In fact, at a time when banks and Wall Street were setting aside more capital to cover losses in the fast-deteriorating mortgage markets, the Bush administration was unleashing Fannie and Freddie to lend even more.
The Office of Federal Housing Enterprise Oversight (OFHEO), a unit of the U.S. Department of Housing and Urban Development, or HUD, is part of the administration, not an independent agency like the Federal Reserve or the Securities and Exchange Commission. Politics, not taxpayer safety, drove its capital requirements for Fannie Mae and Freddie Mac, experts say.
"Reducing capital requirements was clearly a response to political pressure and not good regulatory oversight," said Gerald O'Driscoll, a senior fellow at the CATO Institute, a libertarian think tank, in Washington.

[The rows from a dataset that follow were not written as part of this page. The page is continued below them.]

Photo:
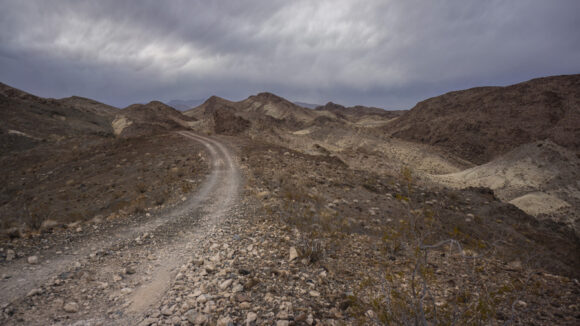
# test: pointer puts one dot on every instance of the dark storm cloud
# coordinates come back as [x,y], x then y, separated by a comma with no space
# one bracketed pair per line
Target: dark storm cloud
[385,53]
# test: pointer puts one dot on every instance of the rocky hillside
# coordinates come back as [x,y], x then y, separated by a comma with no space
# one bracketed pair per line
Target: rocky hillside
[481,123]
[151,118]
[102,160]
[28,120]
[356,113]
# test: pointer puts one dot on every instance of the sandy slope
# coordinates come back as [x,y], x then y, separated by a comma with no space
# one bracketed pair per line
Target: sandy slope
[540,178]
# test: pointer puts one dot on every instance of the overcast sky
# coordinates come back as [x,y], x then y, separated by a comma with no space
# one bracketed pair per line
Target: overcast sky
[390,54]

Fannie Mae and Freddie Mac shares have tumbled on worries that the falling value of mortgages they own or guarantee will burn up their capital, placing the fragile U.S. economy at even greater risk.
On Friday, the three major U.S. stock indexes sank about 2.0 percent by midday on escalating fears about the stability of Fannie Mae and Freddie Mac. By the close, the three indexes ended down about 1.0 percent.
Those concerns drove Treasury Secretary Henry Paulson and Federal Reserve Chairman Ben Bernanke, and others to work throughout the weekend on a plan to keep these giants afloat.
"We must take steps to address the current situation as we move to a stronger regulatory structure," U.S. Treasury Secretary Henry Paulson said in a statement outlining steps to back Fannie Mae and Freddie Mac.
BIGGER REGULATOR?
Amid all the financial turmoil brought on by the housing and subprime mortgage crisis, Paulson and other administration officials have called for regulatory reforms that would essentially put the onus on the Federal Reserve to lend to and oversee not just commercial banks, but investment banks and hedge funds.
Many experts question if this, too, is a risky move that could lead to more of a moral hazard.
"Getting everyone under one regulator is not the solution," O'Driscoll said. "The Fed had all the regulatory power it needed if had wanted to at least prevent the severity of the crisis."